▼ chap.10 告白
「おい早瀬、今度は男から手紙だぞ」
そう言って先輩から差し出された封筒を見て、早瀬は眉をひそめた。
汚い字で『果たし状』と書いてある。
「幼なじみちゃんとこの忠犬がぎすぎすした顔でおしつけてきた」
「やっぱり…クロか」
封を開けると、中の便箋にも汚い字が並んでいる。
『仕事が終わったら図書館の地下書庫に来い。日夏は非番だからいねえ。来なかったら髪の毛全部抜いてやる』
謎の脅し文句は付いているが、予想通りの呼び出しだった。
「そろそろ来ると思ってたよ」
早瀬はため息とともに封筒を机にしまう。
日夏と喧嘩別れした日から、一週間が経っていた。
***
「おう、早かったじゃねえか。逃げるかと思ったぜ」
床にあぐらをかいて待っていたらしい日向は、早瀬を見ると立ち上がった。
「じゃあ、わけを聞かせてもらうぜ?……何で日夏を泣かしといてのうのうと暮らしてやがるてめえ!」
閉館後の地下書庫に日向の怒鳴り声が響き、早瀬は彼に襟首を掴まれた。
その勢いで本棚で背中を打つ。
早瀬は一瞬顔をしかめたが、日向をキッと睨みつけ、両手を払いのけた。
「だれがのうのうと暮らしてるだって?だいたい日夏は俺と出会ったときにはもう泣いてた。誰が泣かせたのか知りたいぐらいだ」
『幼なじみだと思ったことなんてない』――そんな誤解を招くような言葉だけしか伝えられていないまま、一週間だ。

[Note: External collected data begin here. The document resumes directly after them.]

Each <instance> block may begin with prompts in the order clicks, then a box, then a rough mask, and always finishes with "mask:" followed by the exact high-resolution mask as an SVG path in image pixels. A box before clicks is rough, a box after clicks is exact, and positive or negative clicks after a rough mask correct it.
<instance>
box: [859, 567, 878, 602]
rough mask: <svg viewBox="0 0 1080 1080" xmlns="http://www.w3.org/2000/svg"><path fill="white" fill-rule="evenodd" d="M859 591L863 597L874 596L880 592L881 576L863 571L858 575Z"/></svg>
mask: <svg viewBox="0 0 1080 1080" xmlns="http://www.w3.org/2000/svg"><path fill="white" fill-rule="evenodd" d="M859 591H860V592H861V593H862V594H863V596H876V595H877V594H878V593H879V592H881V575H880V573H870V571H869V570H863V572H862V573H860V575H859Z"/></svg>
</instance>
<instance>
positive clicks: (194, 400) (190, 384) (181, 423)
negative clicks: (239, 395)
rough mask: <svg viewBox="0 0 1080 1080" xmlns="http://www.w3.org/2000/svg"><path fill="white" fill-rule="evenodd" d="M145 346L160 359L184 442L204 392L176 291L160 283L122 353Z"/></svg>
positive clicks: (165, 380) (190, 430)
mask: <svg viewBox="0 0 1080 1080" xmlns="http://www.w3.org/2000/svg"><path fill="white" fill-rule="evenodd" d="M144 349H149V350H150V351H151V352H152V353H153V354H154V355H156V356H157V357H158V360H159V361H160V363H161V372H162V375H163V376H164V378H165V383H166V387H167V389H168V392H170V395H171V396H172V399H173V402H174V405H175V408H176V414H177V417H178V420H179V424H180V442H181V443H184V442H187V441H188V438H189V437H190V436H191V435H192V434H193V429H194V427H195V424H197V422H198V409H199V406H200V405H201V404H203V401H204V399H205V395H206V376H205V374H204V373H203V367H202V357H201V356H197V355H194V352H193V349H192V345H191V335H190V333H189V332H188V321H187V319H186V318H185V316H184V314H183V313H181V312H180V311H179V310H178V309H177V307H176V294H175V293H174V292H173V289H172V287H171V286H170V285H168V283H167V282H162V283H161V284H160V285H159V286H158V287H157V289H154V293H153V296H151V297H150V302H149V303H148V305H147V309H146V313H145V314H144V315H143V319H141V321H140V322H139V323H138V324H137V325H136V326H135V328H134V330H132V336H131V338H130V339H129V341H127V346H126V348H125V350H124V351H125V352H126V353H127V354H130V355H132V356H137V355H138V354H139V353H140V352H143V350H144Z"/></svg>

本当は日夏に涙の理由を問いただして正直な気持ちを伝えたい。
だけど『関係ない』と言われてしまったのだ。その理由も原因もわからないし……聞くな、という意味なのだろう。
苛立ったような早瀬を見て、日向は嘲笑とも苦笑ともつかない表情を浮かべた。
「出会わなくたって、泣かせられんだぞ」
「どういう意味だ…?」
日向は答えない。
日夏が泣いて帰った日、早瀬が女の子から告白されたのだと、日向は卯浪から聞き出していた。
そしてここ数日、図書館にたむろする『早瀬を見守る会』の少女たちの間で『早瀬に好きな相手がいるらしい』と噂が立っていた。
そこからの想像は難しくなかった。
偶然か故意か――日夏は告白の現場を、見ていたのだろう。
タイミング的に、間違いない。
その後に早瀬本人と鉢合わせたのだろう。
日夏のことに関する自分の勘は、当たる。
そして、そうだとしたら、客観的事実がどうであろうと、日向にとって元凶は、目の前の早瀬ひとりだ。
早瀬に自らの予想をわざわざ教えてやる気などない。
だけど。
日夏が――泣いていたのなら。
このままではまた、泣いてしまうかもしれないのなら。